We must teach them not just what guidelines say, but how guidelines should be made through rigorous evidence review, independent advisory processes, post-marketing surveillance, and ethical deliberation. Without this foundation, future clinicians will struggle to explain changing recommendations to patients who are already confused and distrustful.

Equally important is how we teach communication. Too many trainees enter practice unprepared for vaccine conversations, trained to correct rather than connect. As we have learned, trust is not built through data alone. Medical and public health schools need to teach vaccine communication the same way we teach breaking bad news: through coaching and mentorship. That means role-playing difficult conversations, learning how to listen without judgment, and practicing how to meet patients where they are without abandoning scientific integrity.

Medical education does not exist in a vacuum. When vaccine policy is reshaped without transparency or accountability, the consequences do not stop at regulatory agencies. They land in exam rooms, hospital wards, and classrooms.

If vaccine-preventable diseases continue to reemerge, today’s trainees will become tomorrow’s frontline responders. Whether they are prepared should not depend on whether they happened to train during an outbreak.

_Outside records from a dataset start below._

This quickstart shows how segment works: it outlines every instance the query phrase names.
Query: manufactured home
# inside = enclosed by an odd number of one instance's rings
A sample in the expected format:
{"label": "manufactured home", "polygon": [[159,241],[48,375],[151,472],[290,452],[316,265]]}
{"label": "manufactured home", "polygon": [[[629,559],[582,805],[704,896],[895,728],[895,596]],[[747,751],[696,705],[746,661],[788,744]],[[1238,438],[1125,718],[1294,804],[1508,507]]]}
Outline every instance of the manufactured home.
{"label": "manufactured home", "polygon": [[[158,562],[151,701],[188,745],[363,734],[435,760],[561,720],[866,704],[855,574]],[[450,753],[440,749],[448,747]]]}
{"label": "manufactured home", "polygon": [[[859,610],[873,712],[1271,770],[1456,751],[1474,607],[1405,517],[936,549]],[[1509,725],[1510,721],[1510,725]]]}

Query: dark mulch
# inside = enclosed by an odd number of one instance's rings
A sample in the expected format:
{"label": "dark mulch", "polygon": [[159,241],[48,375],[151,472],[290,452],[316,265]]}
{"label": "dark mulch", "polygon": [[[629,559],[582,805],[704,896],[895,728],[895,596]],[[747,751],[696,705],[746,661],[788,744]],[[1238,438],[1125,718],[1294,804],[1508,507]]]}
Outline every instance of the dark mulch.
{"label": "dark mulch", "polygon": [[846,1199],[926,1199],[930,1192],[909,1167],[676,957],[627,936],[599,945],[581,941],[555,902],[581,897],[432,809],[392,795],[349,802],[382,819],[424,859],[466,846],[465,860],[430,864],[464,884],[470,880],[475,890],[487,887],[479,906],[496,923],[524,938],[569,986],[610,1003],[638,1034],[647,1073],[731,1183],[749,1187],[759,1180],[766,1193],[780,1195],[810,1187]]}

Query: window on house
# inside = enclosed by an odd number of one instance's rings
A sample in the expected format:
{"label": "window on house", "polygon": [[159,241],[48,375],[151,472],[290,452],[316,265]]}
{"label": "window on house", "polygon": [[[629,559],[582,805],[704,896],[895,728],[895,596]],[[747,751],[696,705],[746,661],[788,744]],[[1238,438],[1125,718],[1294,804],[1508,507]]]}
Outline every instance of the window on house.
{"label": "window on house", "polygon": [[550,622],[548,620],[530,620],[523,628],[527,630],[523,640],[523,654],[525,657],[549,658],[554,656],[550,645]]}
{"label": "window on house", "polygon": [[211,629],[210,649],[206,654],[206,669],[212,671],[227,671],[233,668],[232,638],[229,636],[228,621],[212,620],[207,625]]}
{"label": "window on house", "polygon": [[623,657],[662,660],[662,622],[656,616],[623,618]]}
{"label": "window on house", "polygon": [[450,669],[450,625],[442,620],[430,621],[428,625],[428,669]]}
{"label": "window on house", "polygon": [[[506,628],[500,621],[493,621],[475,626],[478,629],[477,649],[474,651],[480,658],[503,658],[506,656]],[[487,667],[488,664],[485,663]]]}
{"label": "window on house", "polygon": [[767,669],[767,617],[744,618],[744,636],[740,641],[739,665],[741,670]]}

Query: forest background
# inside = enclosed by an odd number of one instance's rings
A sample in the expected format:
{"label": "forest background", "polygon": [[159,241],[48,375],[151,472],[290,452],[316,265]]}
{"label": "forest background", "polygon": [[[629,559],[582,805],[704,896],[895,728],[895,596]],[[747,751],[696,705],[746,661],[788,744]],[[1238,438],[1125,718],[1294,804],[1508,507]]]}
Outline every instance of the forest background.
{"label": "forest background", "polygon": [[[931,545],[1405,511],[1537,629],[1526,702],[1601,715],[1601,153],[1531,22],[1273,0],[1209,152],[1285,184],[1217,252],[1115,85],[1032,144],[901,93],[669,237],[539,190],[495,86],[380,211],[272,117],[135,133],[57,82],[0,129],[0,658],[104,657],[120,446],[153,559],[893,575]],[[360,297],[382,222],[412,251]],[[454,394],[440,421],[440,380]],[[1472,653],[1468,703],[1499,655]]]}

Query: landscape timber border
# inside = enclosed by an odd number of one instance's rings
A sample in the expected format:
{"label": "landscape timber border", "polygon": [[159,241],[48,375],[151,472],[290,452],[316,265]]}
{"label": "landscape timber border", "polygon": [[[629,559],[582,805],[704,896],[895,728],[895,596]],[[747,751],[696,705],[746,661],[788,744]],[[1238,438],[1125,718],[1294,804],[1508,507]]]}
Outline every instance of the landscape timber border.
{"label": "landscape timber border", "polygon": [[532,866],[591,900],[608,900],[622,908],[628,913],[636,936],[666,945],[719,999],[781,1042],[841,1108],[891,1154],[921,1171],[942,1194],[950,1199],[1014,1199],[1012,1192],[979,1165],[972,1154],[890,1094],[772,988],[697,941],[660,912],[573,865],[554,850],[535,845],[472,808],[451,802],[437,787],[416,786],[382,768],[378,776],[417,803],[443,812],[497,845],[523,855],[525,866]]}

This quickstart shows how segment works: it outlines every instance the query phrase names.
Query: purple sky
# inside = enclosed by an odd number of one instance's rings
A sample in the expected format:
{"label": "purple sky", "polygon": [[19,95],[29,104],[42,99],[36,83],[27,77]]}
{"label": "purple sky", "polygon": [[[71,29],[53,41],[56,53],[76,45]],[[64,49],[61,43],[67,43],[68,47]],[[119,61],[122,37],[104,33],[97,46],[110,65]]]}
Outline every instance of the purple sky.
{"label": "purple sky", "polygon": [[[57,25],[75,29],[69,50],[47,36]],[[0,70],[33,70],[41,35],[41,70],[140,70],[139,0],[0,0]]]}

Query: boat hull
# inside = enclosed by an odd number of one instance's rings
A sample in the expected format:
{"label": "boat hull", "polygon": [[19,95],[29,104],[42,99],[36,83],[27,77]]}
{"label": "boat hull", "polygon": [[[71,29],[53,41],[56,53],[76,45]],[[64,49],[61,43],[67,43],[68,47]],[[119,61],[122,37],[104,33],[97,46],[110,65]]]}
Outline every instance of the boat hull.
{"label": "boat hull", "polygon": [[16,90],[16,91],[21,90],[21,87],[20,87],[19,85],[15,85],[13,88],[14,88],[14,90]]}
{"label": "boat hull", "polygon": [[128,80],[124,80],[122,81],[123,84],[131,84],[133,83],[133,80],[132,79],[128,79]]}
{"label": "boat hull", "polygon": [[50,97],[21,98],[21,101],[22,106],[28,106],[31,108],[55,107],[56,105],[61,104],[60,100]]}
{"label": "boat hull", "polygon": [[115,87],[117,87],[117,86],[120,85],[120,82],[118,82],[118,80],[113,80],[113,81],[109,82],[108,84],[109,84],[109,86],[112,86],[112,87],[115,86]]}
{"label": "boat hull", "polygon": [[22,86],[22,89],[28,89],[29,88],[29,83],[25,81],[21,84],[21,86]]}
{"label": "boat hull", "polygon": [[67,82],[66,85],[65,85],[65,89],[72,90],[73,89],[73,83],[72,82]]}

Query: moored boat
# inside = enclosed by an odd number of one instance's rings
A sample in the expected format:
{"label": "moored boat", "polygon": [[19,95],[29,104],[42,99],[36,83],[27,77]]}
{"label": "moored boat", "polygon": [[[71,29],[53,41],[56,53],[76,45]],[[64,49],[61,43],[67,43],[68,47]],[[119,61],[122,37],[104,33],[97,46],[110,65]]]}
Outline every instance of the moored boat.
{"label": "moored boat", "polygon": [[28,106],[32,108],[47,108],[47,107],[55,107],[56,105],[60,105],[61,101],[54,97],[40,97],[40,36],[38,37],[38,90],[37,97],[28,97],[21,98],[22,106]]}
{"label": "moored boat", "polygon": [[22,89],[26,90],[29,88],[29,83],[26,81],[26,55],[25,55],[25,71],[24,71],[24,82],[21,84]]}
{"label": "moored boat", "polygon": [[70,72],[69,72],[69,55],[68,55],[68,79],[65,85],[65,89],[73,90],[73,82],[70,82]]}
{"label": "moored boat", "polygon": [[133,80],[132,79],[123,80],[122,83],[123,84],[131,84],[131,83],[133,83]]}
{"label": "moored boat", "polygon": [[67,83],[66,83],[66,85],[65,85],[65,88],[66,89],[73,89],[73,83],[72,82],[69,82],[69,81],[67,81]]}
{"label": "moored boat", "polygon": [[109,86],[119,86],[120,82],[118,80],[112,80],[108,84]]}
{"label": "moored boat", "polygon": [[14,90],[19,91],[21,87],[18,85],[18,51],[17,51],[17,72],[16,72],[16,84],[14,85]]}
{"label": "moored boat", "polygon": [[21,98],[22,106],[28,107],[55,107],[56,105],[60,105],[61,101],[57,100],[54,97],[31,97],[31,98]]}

Policy decisions about vaccines are also decisions about medical education, clinical preparedness, and patient safety.

Vaccines transformed public health because policy followed science. If we abandon that principle, we will not only see old diseases return but we will face them with clinicians less prepared to stop them.

That is a policy failure we cannot afford.

Krutika Kuppalli is an infectious diseases physician in Dallas. Her work focuses on emerging infectious diseases, outbreak response, vaccine policy, and clinical care of complex infections. She has extensive experience with Covid-19, mpox, and Ebola through collaborations with numerous global partners, including the World Health Organization.